Judith oder Sandra?

Die Liebesblödigkeit

Man kann es melancholische Komik oder komische Melancholie nennen, immer trifft Genazino mit seinem lakonische Witz präzis in die sprichwörtliche Mitte des Lebens. So ist auch der neue Roman mit den tragikomischen Figuren der Trademark Genazino nur so angefüllt.

Es gibt jemanden, mit dem ich abrechnen muss, und das bin ich selbst. Mich plagt das Gefühl, dass ich rasch altere und meine Verhältnisse klären muss. Damit meine ich meine Liebesverhältnisse.

Der namentlich nicht näher benannte 55-jährige Ich-Erzähler in Wilhelm Genazinos neuem Roman hat in der Tat ein Problem. Ein Problem freilich, um das ihn so mancher Zeitgenosse beneiden würde:

Immer wieder stelle ich mir die grauenhafte Szene vor: Ich liege vielleicht in einem Krankenhaus und werde gleichzeitig von den beiden Frauen besucht, die ich liebe, und die nichts von einander wissen. Diese Konfrontation muss verhindert und ausgeschlossen werden: indem ich mich von einer der beiden Frauen trenne.

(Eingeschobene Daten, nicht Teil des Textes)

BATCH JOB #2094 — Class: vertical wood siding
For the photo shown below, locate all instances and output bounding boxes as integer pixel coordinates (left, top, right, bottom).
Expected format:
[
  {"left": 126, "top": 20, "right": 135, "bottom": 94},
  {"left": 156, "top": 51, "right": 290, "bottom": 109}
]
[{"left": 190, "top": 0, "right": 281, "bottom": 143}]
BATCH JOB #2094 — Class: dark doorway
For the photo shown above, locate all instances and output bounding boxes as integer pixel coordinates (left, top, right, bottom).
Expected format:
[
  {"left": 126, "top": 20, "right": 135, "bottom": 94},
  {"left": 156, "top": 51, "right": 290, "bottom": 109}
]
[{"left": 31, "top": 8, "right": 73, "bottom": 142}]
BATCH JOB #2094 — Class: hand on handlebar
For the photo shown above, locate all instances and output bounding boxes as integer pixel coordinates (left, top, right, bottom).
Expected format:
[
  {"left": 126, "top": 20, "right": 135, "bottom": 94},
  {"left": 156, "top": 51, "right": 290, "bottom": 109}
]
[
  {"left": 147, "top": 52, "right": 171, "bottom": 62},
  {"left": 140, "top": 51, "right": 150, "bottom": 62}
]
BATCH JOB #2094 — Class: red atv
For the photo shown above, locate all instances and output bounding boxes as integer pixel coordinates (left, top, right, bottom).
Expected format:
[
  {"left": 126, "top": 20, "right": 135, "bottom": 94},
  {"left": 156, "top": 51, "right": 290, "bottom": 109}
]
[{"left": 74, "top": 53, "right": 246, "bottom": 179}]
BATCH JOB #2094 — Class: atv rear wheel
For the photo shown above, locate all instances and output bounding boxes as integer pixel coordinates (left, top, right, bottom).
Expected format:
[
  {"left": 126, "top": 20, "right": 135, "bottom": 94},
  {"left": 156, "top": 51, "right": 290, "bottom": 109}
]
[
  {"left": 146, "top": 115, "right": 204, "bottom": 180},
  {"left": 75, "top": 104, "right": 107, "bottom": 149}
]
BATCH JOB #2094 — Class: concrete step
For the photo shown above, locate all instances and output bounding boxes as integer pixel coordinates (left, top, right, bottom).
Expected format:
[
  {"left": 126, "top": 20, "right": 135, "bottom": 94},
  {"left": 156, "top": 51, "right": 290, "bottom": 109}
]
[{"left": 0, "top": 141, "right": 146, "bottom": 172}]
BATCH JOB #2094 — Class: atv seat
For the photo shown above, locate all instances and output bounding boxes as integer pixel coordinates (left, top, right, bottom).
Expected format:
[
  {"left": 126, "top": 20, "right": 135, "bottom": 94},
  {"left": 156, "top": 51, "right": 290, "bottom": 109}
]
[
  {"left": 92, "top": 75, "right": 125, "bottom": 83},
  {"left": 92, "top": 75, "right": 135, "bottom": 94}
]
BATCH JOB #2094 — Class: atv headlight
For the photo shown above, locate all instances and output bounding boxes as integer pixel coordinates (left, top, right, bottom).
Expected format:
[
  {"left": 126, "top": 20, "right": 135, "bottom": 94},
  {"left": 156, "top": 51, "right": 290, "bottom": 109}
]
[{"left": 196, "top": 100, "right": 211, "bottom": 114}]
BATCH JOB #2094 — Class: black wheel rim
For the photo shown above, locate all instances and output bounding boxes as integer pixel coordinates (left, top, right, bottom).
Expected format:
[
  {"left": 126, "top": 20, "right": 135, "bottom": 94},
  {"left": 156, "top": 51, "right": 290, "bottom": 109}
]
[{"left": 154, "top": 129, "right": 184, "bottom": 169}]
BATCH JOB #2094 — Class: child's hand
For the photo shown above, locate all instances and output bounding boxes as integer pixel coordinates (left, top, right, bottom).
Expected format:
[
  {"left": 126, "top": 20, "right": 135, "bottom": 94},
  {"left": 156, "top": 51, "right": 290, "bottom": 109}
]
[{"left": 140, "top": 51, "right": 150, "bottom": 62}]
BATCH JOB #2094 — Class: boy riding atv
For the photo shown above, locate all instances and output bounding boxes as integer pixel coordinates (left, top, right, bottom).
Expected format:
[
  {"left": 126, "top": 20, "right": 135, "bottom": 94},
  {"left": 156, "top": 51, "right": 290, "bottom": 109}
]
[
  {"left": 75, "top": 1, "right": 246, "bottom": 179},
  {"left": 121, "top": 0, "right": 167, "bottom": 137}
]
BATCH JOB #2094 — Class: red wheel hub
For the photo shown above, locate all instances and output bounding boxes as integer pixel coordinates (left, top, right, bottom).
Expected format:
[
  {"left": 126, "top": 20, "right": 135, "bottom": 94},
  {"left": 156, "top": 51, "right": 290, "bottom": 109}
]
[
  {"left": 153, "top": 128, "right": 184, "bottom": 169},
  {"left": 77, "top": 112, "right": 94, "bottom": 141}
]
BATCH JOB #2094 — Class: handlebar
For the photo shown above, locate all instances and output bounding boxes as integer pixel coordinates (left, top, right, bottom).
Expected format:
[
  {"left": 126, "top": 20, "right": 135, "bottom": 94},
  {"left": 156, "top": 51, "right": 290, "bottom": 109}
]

Die Musische und die Praktische

Ja, aber von welcher der beiden soll er sich trennen, das ist die Frage. Da ist Judith, die musisch Begabte und Interessierte mit Stil und mit ihrem Gefühl für alles Schöne, mit der sich so wunderbar über Gott und die Welt, über Kunst und Natur und all die anderen Freuden der Seele plaudern lässt. Nie würde Judith diese dilettantisch-kitschigen, bunten Ölgemälde produzieren, die Sandra hobbymäßig in ihrer Freizeit malt. Und die man als ihr Liebhaber auch noch zu loben, zu bewundern gezwungen ist.

Und da ist eben Sandra, die patent-praktische, die für jedes Problem des Lebens garantiert eine Lösung parat hat. Das betrifft nicht nur Schmutzwäsche-Probleme, Kochprobleme oder Probleme mit den häuslichen Installationen. Sondern auch, und sie sind nicht unwichtig, sexuelle Probleme, Lustschwund-Probleme, die im Leben eines 55-Jährigen nun einmal auftreten. Nicht massiv vorläufig und glücklicherweise, aber eben doch.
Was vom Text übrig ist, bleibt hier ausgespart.